O'Tier v. Sell

Edgcomb, J.

Plaintiff takes exception to an order of the Special Term, setting aside the service of the summons and complaint upon the defendant Walter Sell. Service was made pursuant to the provisions of section 285-a of the Highway Law (added by Laws of 1928, chap. 465) as it stood before it was amended by Laws of 1929, chapter 10, and made a part of the Vehicle and Traffic Law by chapter 54 of the Laws of 1929.
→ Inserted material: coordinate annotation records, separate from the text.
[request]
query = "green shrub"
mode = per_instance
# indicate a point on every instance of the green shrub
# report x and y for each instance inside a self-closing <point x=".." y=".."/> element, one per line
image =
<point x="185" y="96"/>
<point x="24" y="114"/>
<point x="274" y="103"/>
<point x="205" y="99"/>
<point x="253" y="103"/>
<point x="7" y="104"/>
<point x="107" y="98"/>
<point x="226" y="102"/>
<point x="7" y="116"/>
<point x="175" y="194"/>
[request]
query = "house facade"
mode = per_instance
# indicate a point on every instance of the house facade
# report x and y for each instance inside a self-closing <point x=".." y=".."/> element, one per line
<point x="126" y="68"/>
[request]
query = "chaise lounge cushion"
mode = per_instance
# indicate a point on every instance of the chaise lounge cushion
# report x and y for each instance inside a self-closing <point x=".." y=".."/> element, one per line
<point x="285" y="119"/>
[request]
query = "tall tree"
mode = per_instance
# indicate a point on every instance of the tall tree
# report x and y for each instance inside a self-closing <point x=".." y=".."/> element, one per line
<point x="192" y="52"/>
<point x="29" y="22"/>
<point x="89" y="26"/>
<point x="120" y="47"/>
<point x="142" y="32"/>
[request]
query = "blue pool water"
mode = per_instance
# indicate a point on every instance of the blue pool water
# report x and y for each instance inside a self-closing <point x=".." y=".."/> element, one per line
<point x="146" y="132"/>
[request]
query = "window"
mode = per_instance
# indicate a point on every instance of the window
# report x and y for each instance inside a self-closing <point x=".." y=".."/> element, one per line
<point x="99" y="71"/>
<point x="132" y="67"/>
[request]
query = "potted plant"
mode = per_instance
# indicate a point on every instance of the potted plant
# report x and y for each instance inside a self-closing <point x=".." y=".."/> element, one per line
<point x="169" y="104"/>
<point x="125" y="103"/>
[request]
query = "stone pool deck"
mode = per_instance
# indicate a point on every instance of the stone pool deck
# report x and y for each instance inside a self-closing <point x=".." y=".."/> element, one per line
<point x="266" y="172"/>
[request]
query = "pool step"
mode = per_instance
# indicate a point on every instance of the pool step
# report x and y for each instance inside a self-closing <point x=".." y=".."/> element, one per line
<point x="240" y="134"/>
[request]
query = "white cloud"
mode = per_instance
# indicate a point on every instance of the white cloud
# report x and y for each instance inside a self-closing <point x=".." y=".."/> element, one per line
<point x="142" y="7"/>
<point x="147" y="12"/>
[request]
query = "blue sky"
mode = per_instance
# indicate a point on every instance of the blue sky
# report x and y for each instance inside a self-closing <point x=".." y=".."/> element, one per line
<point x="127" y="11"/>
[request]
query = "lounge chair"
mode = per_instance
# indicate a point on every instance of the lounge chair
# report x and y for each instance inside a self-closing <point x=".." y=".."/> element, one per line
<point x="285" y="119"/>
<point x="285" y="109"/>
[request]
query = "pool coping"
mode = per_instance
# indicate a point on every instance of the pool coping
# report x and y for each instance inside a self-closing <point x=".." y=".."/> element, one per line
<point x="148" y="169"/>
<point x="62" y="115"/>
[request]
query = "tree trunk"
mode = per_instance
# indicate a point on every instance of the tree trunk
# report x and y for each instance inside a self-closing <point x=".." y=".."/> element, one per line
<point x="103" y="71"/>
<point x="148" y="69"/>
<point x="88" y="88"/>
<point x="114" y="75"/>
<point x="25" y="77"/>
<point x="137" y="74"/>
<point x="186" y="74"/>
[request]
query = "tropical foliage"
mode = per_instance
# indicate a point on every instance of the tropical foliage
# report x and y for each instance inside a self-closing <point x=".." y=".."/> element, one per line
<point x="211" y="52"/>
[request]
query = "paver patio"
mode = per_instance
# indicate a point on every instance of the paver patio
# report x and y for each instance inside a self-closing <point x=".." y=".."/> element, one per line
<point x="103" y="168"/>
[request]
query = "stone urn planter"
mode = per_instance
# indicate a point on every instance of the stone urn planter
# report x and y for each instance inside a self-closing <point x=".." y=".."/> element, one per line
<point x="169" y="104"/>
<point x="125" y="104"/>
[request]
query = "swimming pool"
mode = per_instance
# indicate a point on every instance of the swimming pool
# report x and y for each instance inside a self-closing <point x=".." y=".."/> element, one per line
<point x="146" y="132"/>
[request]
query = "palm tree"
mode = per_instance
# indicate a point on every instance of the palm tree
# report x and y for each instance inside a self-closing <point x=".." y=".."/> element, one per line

The section, as it stood at the time service was made, read as follows: “ § 285-a. Service of summons on non-residents. The operation by a nonresident of a motor vehicle on a public highway in this State shall be deemed equivalent to an appointment by such nonresident of the Secretary of State to be his true and lawful attorney upon whom may be served the summons in any action against him, growing out of any accident or collision in which such nonresident may be involved while operating a motor vehicle on such a public highway; and such operation shall be deemed a signification of his agreement that any such summons against him which is so served shall be of the same legal force and validity *436as if served on him personally within the State. Service of such summons shall be made by leaving a copy thereof, with a fee of two dollars, with the Secretary of State, or in his office, and such service shall be sufficient service upon such non-resident provided that notice of such, service and a copy of the summons are forthwith sent by registered mail by the plaintiff to the defendant, and the defendant’s return receipt, the plaintiff’s affidavit of compliance herewith, and a copy of the summons and complaint are filed with the clerk of the court in which the action is pending. The court in which the action is pending may order such extensions as may be necessary to afford the defendant reasonable opportunity to defend the action.”
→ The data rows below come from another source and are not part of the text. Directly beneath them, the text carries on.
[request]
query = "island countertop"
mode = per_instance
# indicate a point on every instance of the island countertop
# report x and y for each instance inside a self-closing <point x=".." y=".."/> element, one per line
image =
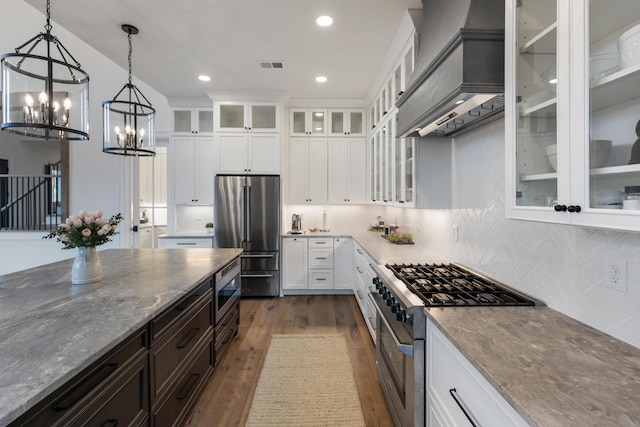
<point x="50" y="329"/>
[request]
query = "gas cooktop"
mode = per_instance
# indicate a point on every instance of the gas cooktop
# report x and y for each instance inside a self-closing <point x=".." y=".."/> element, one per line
<point x="453" y="285"/>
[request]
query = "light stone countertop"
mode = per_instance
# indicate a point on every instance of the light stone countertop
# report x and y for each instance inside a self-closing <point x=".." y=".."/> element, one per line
<point x="553" y="369"/>
<point x="50" y="330"/>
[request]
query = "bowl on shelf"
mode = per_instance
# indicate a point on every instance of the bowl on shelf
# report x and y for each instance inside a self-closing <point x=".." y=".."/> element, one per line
<point x="549" y="81"/>
<point x="599" y="150"/>
<point x="629" y="47"/>
<point x="603" y="64"/>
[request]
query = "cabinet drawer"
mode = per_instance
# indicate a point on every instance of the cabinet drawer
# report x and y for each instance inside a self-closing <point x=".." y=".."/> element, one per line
<point x="321" y="243"/>
<point x="321" y="258"/>
<point x="185" y="243"/>
<point x="69" y="401"/>
<point x="169" y="353"/>
<point x="172" y="410"/>
<point x="226" y="330"/>
<point x="161" y="324"/>
<point x="454" y="383"/>
<point x="124" y="403"/>
<point x="321" y="279"/>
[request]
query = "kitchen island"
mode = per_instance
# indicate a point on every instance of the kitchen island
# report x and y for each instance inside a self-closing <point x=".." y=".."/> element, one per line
<point x="51" y="330"/>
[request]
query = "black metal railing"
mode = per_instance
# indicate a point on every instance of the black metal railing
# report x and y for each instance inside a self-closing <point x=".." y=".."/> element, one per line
<point x="29" y="202"/>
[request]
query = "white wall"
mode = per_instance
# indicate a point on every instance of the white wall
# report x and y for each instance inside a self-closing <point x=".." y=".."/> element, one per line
<point x="97" y="180"/>
<point x="562" y="265"/>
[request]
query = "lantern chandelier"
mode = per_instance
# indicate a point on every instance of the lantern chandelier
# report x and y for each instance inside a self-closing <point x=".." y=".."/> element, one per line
<point x="127" y="123"/>
<point x="44" y="96"/>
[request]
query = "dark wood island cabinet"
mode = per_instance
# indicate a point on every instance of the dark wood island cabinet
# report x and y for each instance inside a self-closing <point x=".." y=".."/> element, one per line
<point x="159" y="327"/>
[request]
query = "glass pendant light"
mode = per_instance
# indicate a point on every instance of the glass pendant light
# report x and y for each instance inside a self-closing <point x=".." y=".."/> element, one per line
<point x="127" y="120"/>
<point x="44" y="96"/>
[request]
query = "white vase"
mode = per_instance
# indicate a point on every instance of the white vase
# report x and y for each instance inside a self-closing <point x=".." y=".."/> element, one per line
<point x="87" y="267"/>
The parties differ as to whether this provision ap'plies to the facts of this case. The constitutionality of the act is not questioned. It could not well be in light of the decision of the Supreme Court of the United States in Hess v. Pawloski (274 U. S. 352).
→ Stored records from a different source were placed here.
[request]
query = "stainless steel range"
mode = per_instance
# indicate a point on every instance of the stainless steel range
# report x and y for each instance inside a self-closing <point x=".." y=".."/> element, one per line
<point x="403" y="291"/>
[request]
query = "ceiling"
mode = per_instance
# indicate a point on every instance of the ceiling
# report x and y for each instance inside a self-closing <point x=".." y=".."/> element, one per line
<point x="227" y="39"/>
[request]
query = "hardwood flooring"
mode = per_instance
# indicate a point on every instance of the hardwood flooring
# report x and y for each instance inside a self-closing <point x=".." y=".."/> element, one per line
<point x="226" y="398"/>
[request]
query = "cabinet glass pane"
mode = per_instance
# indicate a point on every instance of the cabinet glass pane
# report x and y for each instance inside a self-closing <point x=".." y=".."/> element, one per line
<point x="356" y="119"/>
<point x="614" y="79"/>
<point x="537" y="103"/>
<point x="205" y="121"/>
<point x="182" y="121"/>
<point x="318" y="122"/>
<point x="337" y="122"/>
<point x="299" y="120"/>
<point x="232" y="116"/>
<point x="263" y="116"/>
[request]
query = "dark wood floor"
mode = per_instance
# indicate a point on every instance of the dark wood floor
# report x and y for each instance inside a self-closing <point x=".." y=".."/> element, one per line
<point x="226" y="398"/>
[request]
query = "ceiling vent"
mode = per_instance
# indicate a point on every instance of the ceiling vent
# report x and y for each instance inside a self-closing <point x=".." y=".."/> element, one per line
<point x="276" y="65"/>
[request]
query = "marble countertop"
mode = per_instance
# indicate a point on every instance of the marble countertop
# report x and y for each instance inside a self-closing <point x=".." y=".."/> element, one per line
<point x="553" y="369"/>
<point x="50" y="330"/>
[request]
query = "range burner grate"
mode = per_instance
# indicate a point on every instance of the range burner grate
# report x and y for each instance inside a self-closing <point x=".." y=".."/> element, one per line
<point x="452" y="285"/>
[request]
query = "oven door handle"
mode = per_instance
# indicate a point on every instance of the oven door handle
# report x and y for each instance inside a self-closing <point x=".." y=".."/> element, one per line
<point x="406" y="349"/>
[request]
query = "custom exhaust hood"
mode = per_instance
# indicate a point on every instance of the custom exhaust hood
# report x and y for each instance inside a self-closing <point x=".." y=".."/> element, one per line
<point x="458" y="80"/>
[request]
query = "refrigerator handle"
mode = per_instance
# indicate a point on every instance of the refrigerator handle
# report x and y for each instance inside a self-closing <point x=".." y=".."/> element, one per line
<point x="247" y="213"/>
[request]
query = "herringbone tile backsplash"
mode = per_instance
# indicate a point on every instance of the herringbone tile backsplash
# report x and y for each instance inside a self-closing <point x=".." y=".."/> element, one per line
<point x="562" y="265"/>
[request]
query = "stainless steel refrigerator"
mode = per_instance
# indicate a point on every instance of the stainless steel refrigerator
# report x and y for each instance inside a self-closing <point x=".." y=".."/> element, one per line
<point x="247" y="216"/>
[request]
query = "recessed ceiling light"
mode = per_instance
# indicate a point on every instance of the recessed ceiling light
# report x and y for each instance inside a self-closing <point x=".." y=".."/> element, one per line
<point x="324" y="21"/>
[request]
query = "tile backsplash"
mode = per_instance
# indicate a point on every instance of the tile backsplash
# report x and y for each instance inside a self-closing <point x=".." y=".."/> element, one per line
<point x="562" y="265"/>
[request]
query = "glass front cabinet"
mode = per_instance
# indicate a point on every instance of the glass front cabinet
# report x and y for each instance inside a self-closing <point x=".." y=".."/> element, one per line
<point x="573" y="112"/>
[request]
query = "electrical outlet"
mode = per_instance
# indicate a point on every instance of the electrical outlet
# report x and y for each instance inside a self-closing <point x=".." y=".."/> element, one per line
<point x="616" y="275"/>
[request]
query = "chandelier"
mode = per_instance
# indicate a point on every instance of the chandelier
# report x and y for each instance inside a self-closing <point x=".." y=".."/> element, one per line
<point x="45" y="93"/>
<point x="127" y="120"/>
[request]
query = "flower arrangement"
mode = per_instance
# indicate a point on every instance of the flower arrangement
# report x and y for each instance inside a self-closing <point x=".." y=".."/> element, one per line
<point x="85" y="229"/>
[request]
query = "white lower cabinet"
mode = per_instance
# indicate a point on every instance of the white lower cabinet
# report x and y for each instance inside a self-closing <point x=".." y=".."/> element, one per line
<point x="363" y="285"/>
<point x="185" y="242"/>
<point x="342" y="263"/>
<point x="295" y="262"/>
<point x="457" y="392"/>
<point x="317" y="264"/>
Respondent is a non-resident of this State. He fives in Johns-town, Penn. In July, 1928, he came to Syracuse, and while his automobile was being driven on one of the public streets of that city, it collided with a car in which the plaintiff was riding. Plaintiff sues to recover the damages which she sustained in that collision.

At the time of the accident Sell was not physically operating the machine; he was not even in the car. It was being driven by the defendant Trevor, who was a mechanic employed by the' other defendant, H. H. Franklin Manufacturing Company. Sell’s car had become overheated, and the day before the accident he took it to the Franklin shop in Syracuse for inspection and repair. Trevor was put to work on the machine, and he, in company with Sell, drove about the city in an endeavor to locate the trouble. They were unsuccessful. Sell left the car at the shop, .with the understanding and agreement that Trevor was to continue his efforts to find the cause of the overheating, and make the necessary repairs. The next day Trevor installed new baffles, and took the car out to determine whether the difficulty had been corrected or not. While driving the car for this purpose, the accident happened. Concededly, Trevor was operating the car at the time with -the express or implied permission of the owner. Unless it should be held that the Franklin Company was an independent contractor engaged in repairing the automobile, I think that it could be said that Trevor was actually operating the car in the business of the owner' and for his benefit.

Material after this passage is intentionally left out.